Case In Point

HRTO Hearing to Proceed Despite Monetary Offer of Compensation by Respondent

Case In Point

HRTO Hearing to Proceed Despite Monetary Offer of Compensation by Respondent

Date: January 16, 2013

In Sears v. Honda of Canada Mfg., an interim decision of the Human Rights Tribunal of Ontario (“HRTO”), the HRTO rejected a respondent employer’s proposal that it pay the applicant the monetary compensation sought and that the HRTO then decline to hear the matter further as doing so would serve no useful purpose.

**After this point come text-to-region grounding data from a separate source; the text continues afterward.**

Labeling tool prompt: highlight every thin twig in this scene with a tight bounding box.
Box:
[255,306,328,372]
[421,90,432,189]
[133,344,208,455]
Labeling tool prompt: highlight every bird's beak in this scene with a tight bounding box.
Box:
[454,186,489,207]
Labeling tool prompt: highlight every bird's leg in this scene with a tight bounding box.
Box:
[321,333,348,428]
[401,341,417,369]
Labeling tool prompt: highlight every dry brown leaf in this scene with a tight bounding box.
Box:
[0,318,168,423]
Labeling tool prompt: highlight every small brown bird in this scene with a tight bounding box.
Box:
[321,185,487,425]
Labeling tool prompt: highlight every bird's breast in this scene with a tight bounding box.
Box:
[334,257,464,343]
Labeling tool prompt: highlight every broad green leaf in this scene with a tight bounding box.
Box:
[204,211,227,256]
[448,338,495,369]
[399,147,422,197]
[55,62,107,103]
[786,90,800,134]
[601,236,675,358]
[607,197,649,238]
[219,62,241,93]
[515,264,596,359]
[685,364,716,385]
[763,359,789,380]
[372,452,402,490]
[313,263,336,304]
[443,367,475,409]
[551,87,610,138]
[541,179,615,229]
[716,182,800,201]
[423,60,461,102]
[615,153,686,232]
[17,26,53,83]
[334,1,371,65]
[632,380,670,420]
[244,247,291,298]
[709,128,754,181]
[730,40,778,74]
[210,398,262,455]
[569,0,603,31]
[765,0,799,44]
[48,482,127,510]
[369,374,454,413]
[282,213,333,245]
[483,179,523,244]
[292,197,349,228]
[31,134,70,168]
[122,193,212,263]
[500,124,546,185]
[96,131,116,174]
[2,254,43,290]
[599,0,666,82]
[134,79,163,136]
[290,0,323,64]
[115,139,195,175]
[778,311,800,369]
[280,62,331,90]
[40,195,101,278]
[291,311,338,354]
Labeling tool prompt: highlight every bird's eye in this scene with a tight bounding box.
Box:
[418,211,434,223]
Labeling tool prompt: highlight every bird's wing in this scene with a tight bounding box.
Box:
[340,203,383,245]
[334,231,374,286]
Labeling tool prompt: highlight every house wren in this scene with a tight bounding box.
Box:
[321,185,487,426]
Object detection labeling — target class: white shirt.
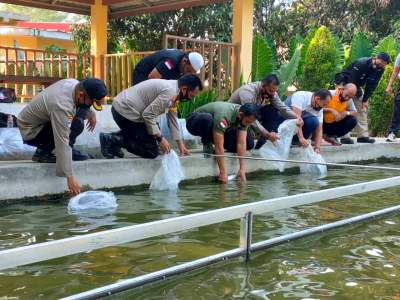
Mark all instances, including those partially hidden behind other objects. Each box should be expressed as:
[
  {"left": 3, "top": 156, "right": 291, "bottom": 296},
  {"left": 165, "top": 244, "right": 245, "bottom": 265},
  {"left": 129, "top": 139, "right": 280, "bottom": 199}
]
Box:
[{"left": 286, "top": 91, "right": 323, "bottom": 123}]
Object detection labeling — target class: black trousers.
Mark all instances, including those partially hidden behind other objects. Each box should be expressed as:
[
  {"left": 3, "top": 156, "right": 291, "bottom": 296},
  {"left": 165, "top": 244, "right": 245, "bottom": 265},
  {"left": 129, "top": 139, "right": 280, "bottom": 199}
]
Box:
[
  {"left": 112, "top": 107, "right": 159, "bottom": 158},
  {"left": 259, "top": 105, "right": 282, "bottom": 133},
  {"left": 22, "top": 108, "right": 88, "bottom": 153},
  {"left": 323, "top": 116, "right": 357, "bottom": 137},
  {"left": 389, "top": 87, "right": 400, "bottom": 133},
  {"left": 186, "top": 112, "right": 254, "bottom": 152}
]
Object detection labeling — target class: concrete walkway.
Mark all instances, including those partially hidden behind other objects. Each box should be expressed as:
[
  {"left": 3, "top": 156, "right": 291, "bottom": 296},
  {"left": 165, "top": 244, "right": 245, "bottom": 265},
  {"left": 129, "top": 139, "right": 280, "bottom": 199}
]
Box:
[
  {"left": 1, "top": 139, "right": 400, "bottom": 202},
  {"left": 0, "top": 140, "right": 400, "bottom": 201}
]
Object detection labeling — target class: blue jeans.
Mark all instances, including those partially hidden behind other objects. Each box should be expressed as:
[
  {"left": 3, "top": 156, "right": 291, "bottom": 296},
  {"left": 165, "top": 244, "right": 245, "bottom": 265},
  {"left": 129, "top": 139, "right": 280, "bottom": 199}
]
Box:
[{"left": 389, "top": 88, "right": 400, "bottom": 134}]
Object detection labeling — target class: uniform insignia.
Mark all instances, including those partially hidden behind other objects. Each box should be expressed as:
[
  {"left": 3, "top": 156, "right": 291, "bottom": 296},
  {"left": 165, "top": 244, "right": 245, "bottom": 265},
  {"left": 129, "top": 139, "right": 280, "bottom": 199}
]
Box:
[
  {"left": 219, "top": 119, "right": 228, "bottom": 129},
  {"left": 165, "top": 59, "right": 174, "bottom": 70}
]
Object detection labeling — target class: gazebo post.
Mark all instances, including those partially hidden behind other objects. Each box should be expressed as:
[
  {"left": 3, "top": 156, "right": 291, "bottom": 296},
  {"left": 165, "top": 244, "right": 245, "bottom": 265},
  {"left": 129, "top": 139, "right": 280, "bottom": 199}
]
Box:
[
  {"left": 90, "top": 0, "right": 108, "bottom": 80},
  {"left": 232, "top": 0, "right": 254, "bottom": 89}
]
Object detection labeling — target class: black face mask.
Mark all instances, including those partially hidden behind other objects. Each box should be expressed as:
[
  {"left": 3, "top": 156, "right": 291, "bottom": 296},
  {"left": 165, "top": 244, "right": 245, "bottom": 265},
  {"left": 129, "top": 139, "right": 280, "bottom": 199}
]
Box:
[
  {"left": 78, "top": 103, "right": 92, "bottom": 110},
  {"left": 178, "top": 89, "right": 190, "bottom": 102},
  {"left": 339, "top": 93, "right": 346, "bottom": 102}
]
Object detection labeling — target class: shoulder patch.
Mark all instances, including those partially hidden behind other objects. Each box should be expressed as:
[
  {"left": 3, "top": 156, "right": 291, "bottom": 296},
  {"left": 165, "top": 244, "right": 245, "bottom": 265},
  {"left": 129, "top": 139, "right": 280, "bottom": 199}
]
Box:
[
  {"left": 165, "top": 59, "right": 175, "bottom": 70},
  {"left": 219, "top": 118, "right": 228, "bottom": 129}
]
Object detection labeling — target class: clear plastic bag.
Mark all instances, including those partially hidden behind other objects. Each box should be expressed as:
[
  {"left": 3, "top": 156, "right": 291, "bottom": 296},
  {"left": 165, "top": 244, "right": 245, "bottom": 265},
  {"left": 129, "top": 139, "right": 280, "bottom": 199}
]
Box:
[
  {"left": 299, "top": 145, "right": 327, "bottom": 178},
  {"left": 259, "top": 119, "right": 297, "bottom": 171},
  {"left": 0, "top": 128, "right": 36, "bottom": 160},
  {"left": 150, "top": 150, "right": 185, "bottom": 191},
  {"left": 67, "top": 191, "right": 118, "bottom": 214}
]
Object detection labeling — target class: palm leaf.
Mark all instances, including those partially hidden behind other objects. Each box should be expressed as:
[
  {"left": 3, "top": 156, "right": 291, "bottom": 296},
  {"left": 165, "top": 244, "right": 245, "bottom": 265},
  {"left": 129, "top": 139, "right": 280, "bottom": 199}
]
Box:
[
  {"left": 346, "top": 32, "right": 372, "bottom": 66},
  {"left": 332, "top": 33, "right": 345, "bottom": 72},
  {"left": 289, "top": 33, "right": 303, "bottom": 59},
  {"left": 297, "top": 27, "right": 317, "bottom": 77},
  {"left": 252, "top": 34, "right": 274, "bottom": 81},
  {"left": 276, "top": 45, "right": 302, "bottom": 97},
  {"left": 372, "top": 35, "right": 400, "bottom": 63}
]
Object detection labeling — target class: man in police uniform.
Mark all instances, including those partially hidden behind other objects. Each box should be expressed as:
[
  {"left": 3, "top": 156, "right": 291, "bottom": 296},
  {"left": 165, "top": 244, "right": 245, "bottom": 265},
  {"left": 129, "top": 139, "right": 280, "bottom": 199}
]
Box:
[
  {"left": 186, "top": 102, "right": 259, "bottom": 183},
  {"left": 100, "top": 74, "right": 203, "bottom": 159},
  {"left": 229, "top": 73, "right": 302, "bottom": 149},
  {"left": 17, "top": 78, "right": 107, "bottom": 195},
  {"left": 132, "top": 49, "right": 204, "bottom": 85},
  {"left": 335, "top": 52, "right": 390, "bottom": 143}
]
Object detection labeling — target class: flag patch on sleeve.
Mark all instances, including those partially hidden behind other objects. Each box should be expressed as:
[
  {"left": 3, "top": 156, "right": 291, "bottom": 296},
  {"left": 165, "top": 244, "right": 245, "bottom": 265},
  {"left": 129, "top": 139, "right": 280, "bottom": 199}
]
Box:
[
  {"left": 165, "top": 59, "right": 174, "bottom": 70},
  {"left": 219, "top": 119, "right": 228, "bottom": 129}
]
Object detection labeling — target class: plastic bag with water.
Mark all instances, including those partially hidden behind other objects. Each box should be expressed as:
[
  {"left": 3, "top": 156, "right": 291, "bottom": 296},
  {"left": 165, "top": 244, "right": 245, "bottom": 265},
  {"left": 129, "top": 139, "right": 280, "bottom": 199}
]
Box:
[
  {"left": 67, "top": 191, "right": 118, "bottom": 214},
  {"left": 0, "top": 128, "right": 36, "bottom": 160},
  {"left": 299, "top": 145, "right": 327, "bottom": 178},
  {"left": 150, "top": 150, "right": 185, "bottom": 191},
  {"left": 259, "top": 119, "right": 298, "bottom": 171}
]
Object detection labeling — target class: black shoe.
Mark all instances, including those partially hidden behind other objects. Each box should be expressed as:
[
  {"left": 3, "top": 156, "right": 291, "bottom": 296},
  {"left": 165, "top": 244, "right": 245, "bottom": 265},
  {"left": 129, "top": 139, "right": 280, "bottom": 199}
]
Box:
[
  {"left": 340, "top": 137, "right": 354, "bottom": 144},
  {"left": 357, "top": 137, "right": 375, "bottom": 144},
  {"left": 110, "top": 132, "right": 125, "bottom": 158},
  {"left": 32, "top": 149, "right": 56, "bottom": 163},
  {"left": 72, "top": 148, "right": 90, "bottom": 161},
  {"left": 100, "top": 133, "right": 115, "bottom": 159}
]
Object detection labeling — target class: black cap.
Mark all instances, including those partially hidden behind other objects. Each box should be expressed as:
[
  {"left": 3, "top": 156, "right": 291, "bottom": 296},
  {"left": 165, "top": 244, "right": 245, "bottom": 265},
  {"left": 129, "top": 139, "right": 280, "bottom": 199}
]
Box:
[
  {"left": 239, "top": 103, "right": 261, "bottom": 120},
  {"left": 82, "top": 78, "right": 107, "bottom": 100},
  {"left": 377, "top": 52, "right": 391, "bottom": 64}
]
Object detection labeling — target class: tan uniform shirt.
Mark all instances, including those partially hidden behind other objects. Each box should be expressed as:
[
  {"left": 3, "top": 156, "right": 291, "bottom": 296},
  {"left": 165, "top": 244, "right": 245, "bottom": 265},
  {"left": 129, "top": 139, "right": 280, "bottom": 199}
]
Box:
[
  {"left": 18, "top": 79, "right": 78, "bottom": 177},
  {"left": 229, "top": 82, "right": 296, "bottom": 132},
  {"left": 112, "top": 79, "right": 181, "bottom": 140}
]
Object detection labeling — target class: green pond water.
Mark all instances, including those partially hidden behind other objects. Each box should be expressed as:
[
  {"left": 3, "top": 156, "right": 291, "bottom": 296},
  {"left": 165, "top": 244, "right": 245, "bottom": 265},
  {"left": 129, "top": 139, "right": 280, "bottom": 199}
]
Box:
[{"left": 1, "top": 162, "right": 400, "bottom": 299}]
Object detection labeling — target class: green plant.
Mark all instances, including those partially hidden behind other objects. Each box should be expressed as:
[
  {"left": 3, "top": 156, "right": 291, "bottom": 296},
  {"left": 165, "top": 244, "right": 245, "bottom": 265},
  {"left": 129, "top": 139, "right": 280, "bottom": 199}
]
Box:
[
  {"left": 372, "top": 35, "right": 400, "bottom": 62},
  {"left": 178, "top": 89, "right": 217, "bottom": 119},
  {"left": 333, "top": 33, "right": 345, "bottom": 72},
  {"left": 297, "top": 27, "right": 317, "bottom": 78},
  {"left": 368, "top": 65, "right": 399, "bottom": 136},
  {"left": 346, "top": 32, "right": 372, "bottom": 66},
  {"left": 251, "top": 34, "right": 274, "bottom": 81},
  {"left": 289, "top": 33, "right": 303, "bottom": 60},
  {"left": 275, "top": 45, "right": 302, "bottom": 97},
  {"left": 301, "top": 26, "right": 338, "bottom": 91}
]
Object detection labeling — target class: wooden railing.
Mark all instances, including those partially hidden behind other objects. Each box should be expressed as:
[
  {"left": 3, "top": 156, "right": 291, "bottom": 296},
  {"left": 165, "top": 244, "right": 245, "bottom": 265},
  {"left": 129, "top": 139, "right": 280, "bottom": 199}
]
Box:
[
  {"left": 163, "top": 34, "right": 237, "bottom": 99},
  {"left": 102, "top": 51, "right": 153, "bottom": 98},
  {"left": 0, "top": 46, "right": 93, "bottom": 101}
]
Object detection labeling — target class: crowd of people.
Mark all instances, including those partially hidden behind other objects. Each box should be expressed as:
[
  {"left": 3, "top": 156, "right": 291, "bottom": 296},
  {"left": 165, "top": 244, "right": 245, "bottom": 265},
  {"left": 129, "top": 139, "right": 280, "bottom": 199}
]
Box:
[{"left": 13, "top": 48, "right": 400, "bottom": 195}]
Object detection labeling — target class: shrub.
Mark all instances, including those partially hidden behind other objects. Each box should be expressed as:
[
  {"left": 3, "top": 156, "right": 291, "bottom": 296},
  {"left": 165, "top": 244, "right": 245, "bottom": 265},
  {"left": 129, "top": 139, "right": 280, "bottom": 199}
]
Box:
[
  {"left": 300, "top": 26, "right": 338, "bottom": 91},
  {"left": 178, "top": 89, "right": 217, "bottom": 119},
  {"left": 251, "top": 34, "right": 274, "bottom": 81},
  {"left": 368, "top": 65, "right": 398, "bottom": 136},
  {"left": 346, "top": 32, "right": 372, "bottom": 66}
]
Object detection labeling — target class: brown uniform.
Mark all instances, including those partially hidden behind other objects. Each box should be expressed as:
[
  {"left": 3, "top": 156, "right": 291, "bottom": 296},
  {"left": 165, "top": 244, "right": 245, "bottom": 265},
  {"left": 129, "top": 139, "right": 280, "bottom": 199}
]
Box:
[
  {"left": 18, "top": 79, "right": 78, "bottom": 177},
  {"left": 112, "top": 79, "right": 181, "bottom": 140},
  {"left": 229, "top": 81, "right": 296, "bottom": 132}
]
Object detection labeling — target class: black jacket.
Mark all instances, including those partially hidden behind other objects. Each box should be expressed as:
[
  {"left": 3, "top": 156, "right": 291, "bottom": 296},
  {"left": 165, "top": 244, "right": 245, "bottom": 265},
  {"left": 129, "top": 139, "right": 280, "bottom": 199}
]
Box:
[{"left": 335, "top": 57, "right": 384, "bottom": 102}]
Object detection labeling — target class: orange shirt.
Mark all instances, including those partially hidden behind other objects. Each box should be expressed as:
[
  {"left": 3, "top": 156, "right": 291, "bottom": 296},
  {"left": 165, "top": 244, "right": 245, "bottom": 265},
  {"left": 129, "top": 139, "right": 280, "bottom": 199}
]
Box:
[{"left": 324, "top": 89, "right": 348, "bottom": 124}]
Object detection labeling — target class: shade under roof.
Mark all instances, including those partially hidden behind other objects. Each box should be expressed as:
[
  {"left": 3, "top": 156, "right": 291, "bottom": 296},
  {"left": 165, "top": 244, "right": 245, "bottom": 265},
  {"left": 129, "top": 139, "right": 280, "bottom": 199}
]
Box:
[{"left": 0, "top": 0, "right": 227, "bottom": 19}]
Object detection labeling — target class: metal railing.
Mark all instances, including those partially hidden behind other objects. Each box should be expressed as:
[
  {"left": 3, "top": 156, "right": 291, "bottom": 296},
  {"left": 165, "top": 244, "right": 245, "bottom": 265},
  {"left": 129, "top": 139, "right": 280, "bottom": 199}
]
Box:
[
  {"left": 0, "top": 46, "right": 93, "bottom": 101},
  {"left": 102, "top": 51, "right": 154, "bottom": 99},
  {"left": 164, "top": 34, "right": 237, "bottom": 99},
  {"left": 1, "top": 176, "right": 400, "bottom": 299}
]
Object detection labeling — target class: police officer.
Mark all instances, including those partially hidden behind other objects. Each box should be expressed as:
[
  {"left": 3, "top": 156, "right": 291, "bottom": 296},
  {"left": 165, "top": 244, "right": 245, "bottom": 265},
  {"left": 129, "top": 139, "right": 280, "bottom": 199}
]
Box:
[
  {"left": 229, "top": 74, "right": 302, "bottom": 149},
  {"left": 186, "top": 102, "right": 259, "bottom": 183},
  {"left": 17, "top": 78, "right": 107, "bottom": 195},
  {"left": 100, "top": 74, "right": 203, "bottom": 159},
  {"left": 335, "top": 52, "right": 390, "bottom": 144},
  {"left": 132, "top": 49, "right": 204, "bottom": 85}
]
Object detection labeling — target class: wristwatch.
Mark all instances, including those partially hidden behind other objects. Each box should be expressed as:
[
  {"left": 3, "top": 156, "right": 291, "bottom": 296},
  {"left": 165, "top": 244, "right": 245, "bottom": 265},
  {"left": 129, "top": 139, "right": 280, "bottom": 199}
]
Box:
[{"left": 346, "top": 111, "right": 350, "bottom": 116}]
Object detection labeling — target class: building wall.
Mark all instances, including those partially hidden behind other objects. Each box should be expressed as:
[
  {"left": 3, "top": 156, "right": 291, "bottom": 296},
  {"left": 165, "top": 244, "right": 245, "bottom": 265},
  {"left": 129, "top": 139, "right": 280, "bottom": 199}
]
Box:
[{"left": 0, "top": 34, "right": 76, "bottom": 52}]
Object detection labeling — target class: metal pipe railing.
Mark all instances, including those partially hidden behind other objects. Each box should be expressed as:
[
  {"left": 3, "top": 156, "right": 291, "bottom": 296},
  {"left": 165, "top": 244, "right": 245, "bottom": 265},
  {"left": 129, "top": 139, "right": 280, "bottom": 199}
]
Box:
[
  {"left": 1, "top": 176, "right": 400, "bottom": 299},
  {"left": 63, "top": 203, "right": 400, "bottom": 300}
]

The applicant had alleged workplace discrimination and harassment on the basis of disability, failure to accommodate and reprisal. After the first day of the HRTO hearing, in which the applicant testified, the respondent offered to pay the amount of monetary compensation claimed, with no admission of liability, and requested an HRTO order that stated “no useful purpose would be served by further proceedings.” The applicant did not consent to this proposal.

The Tribunal concluded that it did not have the jurisdiction to make such an order. Its broad grant of statutory discretion to determine its own practices and procedures was limited by ss. 43(2) of the Human Rights Code, which states that an application that is otherwise within the jurisdiction of the Tribunal “shall not be finally disposed of without affording the parties an opportunity to make oral submissions.” Here, the applicant had not yet completed his submissions.

The respondent had also argued that to proceed with the hearing would be an abuse of process: the HRTO stated the respondent appeared to be of the view that the applicant wished to proceed “for the sole purpose of having his ‘pound’ of flesh’ with the witnesses for the respondent in attempt to publicly shame them for acts of perceived misconduct or inaction in the workplace.” Finally, the respondent argued that in light of the scarcity of the HRTO’s time and resources, it would not be in the public interest to continue with the hearing.

The HRTO affirmed that its primary function, the “hearing process and the production of decisions as to whether the Code has been breached,” was an “appropriate expenditure of public resources.” To stop a hearing in the absence of a settlement and on the basis of a willingness to pay monetary compensation “would certainly be expeditious, but it would be neither fair nor just.” As well, the applicant wished for not just monetary compensation but an apology and a commitment to employee human rights training. The Tribunal reiterated that while parties are free to reach a settlement at any time, this was not done in this matter. The requested order was denied.

This decision confirms the importance of engaging in good faith settlement discussions prior to a hearing, and exploring all possible motivators that a claimant may have for bringing the application. What can be garnered here is that a monetary amount may not be the only motivation for a claimant. Often, a claimant just wants to be heard, and this decision underscores the importance of this right.

Further, the decision advises that a respondent should not simply wait to see if the claimant is a credible witness during a hearing before seriously considering a settlement offer. The risk of relying on such a strategy is apparent in this case.